Can growing our own food have well-being benefits, help to reduce food poverty, make us healthier, and benefit wildlife?

Nature on your doorstep volunteer Martyn Davies, investigates the benefits of growing your own vegetables

From my perspective the answer is a resounding yes, but that is because the kitchen garden is my happy place, my gym, my contemplative space, and a haven for wildlife. It is surely naïve though to think that growing a few vegetables can have so many positive effects on the wider community, who aren’t all veg gardening nerds with a passion for wildlife like me, and those that are, often don’t have the space for a kitchen garden. (Although many vegetables can be successfully grown in pots even if you only have a balcony or courtyard garden).

 

Since starting work on a new project with a small Charity in rural Wales, the full potential of ‘growing a bit of veg’ has become clear to me. ‘Tir Coed’ connect people with land (Tir) and woods (Coed) by delivering outdoor learning and well-being programmes www.tircoed.org.uk. At a time when many people are struggling to afford food and are suffering from the inevitable resulting stress and anxiety, the opportunity to grow your own food whilst making new friends seems like a no-brainer, but of course it is not that simple. Even for those lucky enough to have a large garden or access to an allotment, the early stages of Spring optimism are often quashed by a lack of time or knowledge, cultivating a healthy patch of weeds with the occasional obstinate lettuce poking its head through a mat of chickweed. So how do Tir Coed do things differently? and how can we all learn from this model to improve our lives by growing vegetables?

 

Education

Tir Coed run free 20 week accredited sustainable horticulture courses, teaching people how to grow their own food, as well as arming them with a qualification. These courses are run at community gardens, which often provide small growing areas for individuals and the chance to be a part of a communal/community growing space, which also provides fresh food for the local foodbank. There are community gardens springing up all over the country, find your nearest garden and get involved, if you don't have one nearby there are many grants available to help create new gardens, and councils will often provide unused municipal land for community use, so why not investigate starting your own community garden.

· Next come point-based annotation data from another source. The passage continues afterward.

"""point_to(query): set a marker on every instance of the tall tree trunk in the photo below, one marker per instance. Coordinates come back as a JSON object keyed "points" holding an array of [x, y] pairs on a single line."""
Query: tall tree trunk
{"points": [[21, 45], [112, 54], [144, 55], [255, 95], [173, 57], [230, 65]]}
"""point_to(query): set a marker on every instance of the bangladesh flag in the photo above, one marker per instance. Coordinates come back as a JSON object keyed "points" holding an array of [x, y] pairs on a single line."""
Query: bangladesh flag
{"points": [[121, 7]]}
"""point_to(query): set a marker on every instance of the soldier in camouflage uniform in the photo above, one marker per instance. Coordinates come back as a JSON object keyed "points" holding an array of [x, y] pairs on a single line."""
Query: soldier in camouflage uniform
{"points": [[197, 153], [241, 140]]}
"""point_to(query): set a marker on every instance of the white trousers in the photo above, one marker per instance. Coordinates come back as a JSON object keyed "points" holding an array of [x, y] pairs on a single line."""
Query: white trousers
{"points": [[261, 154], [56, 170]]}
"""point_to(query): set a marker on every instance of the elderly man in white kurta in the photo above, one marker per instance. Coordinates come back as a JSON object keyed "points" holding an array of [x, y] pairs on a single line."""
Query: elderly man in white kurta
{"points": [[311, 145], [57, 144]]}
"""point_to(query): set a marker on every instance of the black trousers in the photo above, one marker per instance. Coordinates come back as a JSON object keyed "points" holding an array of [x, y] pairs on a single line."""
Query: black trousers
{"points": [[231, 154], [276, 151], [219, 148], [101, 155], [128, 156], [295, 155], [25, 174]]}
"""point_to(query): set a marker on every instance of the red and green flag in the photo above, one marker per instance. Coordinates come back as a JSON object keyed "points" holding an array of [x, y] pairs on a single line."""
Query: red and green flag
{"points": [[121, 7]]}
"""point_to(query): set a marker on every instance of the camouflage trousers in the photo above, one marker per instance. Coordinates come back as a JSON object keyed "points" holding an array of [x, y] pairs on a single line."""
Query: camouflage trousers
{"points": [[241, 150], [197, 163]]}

Garden communities toolkit - Guidance - GOV.UK (www.gov.uk)

 Learning in the community garden, (Credit: Tir Coed)

Well-Being

Immersing people in nature is at the core of Tir Coed’s philosophy, when you are also making new friends, gaining qualifications, saving money, and making a difference in your local community it is very difficult not to feel better in yourself.

 Tir Coed Trainees enjoying a bumper harvest, (Credit: Tir Coed)

How do I cook a celeriac?

One of the most important skills that trainees learn is planning to grow the most suitable crops, avoiding gluts, and extending crop harvests over a long period. To be able to produce cheap, healthy meals from your kitchen garden, you must know what to do with your prize celeriac after you’ve pulled it out of the ground and shared a picture of it on Instagram (because no-one really knows how to cook them if they are being honest). So Tir Coed have partnered with the NHS’s ‘nutrition skills for life’ initiative Nutrition Skills for Life®, which offer free accredited training courses in nutrition and cooking. Which teach people how to cook cheaper, healthier, tastier meals, making the most of the ingredients they can grow.

 

Can a vegetable garden be wildlife friendly?

With the right attitude and a little know-how, a kitchen garden can be a wildlife haven. Starting in the soil, organic gardening methods such as no-dig (or at least minimal digging), using the correct crop rotations, adding plenty of organic matter and most importantly avoiding using any pesticides, will create a thriving unobserved ecosystem. Although the earthworms won’t be unobserved by hungry robins and blackbirds, and there are many other welcome predators such as hedgehogs and slow worms who will be happy to polish off your slugs (although you will probably have to make peace with losing the odd cabbage). See the RSPB advice for attracting useful predators to your garden:

How to attract slow worms and other reptiles | The RSPB

Hedgehog Facts | What They Eat & Other Facts - The RSPB

 

Many vegetable crops are fantastic for pollinating insects, and with well-chosen companion planting (where beneficial flowers are interplanted with crops) your kitchen garden will be buzzing with bees as well as useful insects such as ladybirds that will prey on aphids.

Facts About Insects & Invertebrates - The RSPB

  Companion planting, and plenty of refuge for wildlife, (Credit: Martyn Davies) 

So, can growing our own vegetables make us healthier, happier, knock some money off our monthly food shop and benefit wildlife? Definitely, and we don’t need to lower our expectations, for if we change our perspective and work together, we can create more positive change than even the most optimistic potential gardener could imagine as they thumb through their seed catalogue, pondering whether growing loofas on the shed wall is a little ambitious. So, get out there and plant some veg, if you haven’t got the space, contact your local allotment site or community garden. If you don’t have one, start one, and join the community garden revolution, it will change your life!